# Why is Charcoal so expensive?



## achilles007 (Oct 17, 2011)

Seriusly.. $32.00 for a bag?!

I heard that one is supposed to use 18 charcoal briquettes just for one 3-hour smoke session!

That means the bag would be gone in less than two days!

so If I wanted to grill 4/5 days out of the week I would easily be blowing over $200.00!

Why is this stuff so expensive?

We havent even factored in the wood yet!

Ridiculous


----------



## rowdyrawhide (Oct 17, 2011)

Where are you located and what brand of charcoal are you looking at??  I use lump and pay a little over $6 for a 10 lb bag at wally world.  Lump burns hotter and longer than charcaol briquettes = less used for same amount of time cooking.


----------



## rbranstner (Oct 17, 2011)

Whooooooo what kind are you buying? I use lump wood and usually get a 40lb bag at Sam's club for around $15. A 40lb bag will usually  last me a month or so with my UDS. Sam's usually gets a big stock in some time in May so I will pick up 3  or 4 bags and I will be set until next May.


----------



## achilles007 (Oct 17, 2011)

Oh wow. It sells for that cheap?

This is my first time looking for charcoal, so when I amazon'd it. I got this:


But now that I look at it-- I see how silly I look.

1.) It is name-brand

2.) It is lump charcoal.

Sorry for the confusion folks. I typed faster than I was thinking. I thought I was just looking at a regular off-brand bag of briquets.

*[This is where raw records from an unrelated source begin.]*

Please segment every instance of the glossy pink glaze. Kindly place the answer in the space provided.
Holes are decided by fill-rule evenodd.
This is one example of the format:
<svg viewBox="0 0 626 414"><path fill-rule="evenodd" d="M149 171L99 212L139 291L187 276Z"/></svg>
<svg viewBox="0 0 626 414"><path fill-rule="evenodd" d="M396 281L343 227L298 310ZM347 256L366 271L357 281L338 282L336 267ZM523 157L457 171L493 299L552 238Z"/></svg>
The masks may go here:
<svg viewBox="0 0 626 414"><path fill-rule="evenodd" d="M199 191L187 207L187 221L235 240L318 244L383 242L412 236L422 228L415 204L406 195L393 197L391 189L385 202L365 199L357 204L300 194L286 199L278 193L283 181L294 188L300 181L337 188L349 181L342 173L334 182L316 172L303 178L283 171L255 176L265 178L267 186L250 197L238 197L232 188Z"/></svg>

But since we are on the subject does it matter whether the briquettes are name-brand or not?


----------



## SmokinAl (Oct 18, 2011)

I use good old Kingsford Blue Bag. It goes on sale every now & then at Lowe's or Home Depot for about $8 for 40 lbs. I usually buy 120 lbs. & that will last until the next sale.


----------



## boykjo (Oct 18, 2011)

SmokinAl said:


> I use good old Kingsford Blue Bag. It goes on sale every now & then at Lowe's or Home Depot for about $8 for 40 lbs. I usually buy 120 lbs. & that will last until the next sale.

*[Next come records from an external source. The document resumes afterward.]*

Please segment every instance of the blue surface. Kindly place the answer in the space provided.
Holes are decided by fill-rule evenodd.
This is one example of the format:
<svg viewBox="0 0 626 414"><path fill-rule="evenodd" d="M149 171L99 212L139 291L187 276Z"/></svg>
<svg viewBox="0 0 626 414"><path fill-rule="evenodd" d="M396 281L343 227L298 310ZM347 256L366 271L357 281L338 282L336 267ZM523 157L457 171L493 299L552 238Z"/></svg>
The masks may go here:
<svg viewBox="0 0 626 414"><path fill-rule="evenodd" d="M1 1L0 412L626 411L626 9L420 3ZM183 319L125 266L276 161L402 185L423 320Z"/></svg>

I agree with Al.....When lowes runs a sale you cant beat the price....Stock up and save!!!!!!!!!!!!

Joe


----------



## oldschoolbbq (Oct 18, 2011)

I had no idea '_charcoal'_ was so expensive,glad I'm where I can get good wood for free, most of the time
	

	
	
		
		



		
			






.And I think I get a better flavor too
	

	
	
		
		



		
		
	


	





.

Have fun and..........


----------



## fpnmf (Oct 18, 2011)

It's not expensive...

8 bucks for 40 pounds lasts a helluva long time in the 18.5 wsm...

  Craig


----------



## alelover (Oct 18, 2011)

I notice a chimney is $18.20 on Amazon too. You can get them for around 9 bucks in the real world.


----------



## solaryellow (Oct 18, 2011)

Nature Glo Lump is what I use. $15/20lbs bag from a local restaurant supply store.


----------



## jc1947 (Oct 18, 2011)

SmokinAl said:


> I use good old Kingsford Blue Bag. It goes on sale every now & then at Lowe's or Home Depot for about $8 for 40 lbs. I usually buy 120 lbs. & that will last until the next sale.




*I got the same deal at Lowe's twin 20 lb bags for $8.*

*JC1947*


----------



## smoking shawn86 (Oct 18, 2011)

I work at wal mart I my start buying lump coal,for the past five years I have been buying kings ford


----------



## jirodriguez (Oct 19, 2011)

Lump I buy at my local resteraunt supply 40 lbs. for $13.99, and briquets I do what Al does - HD or Lowe's sale 40 lbs. for $8, stock up with 120-200 lbs worth.


----------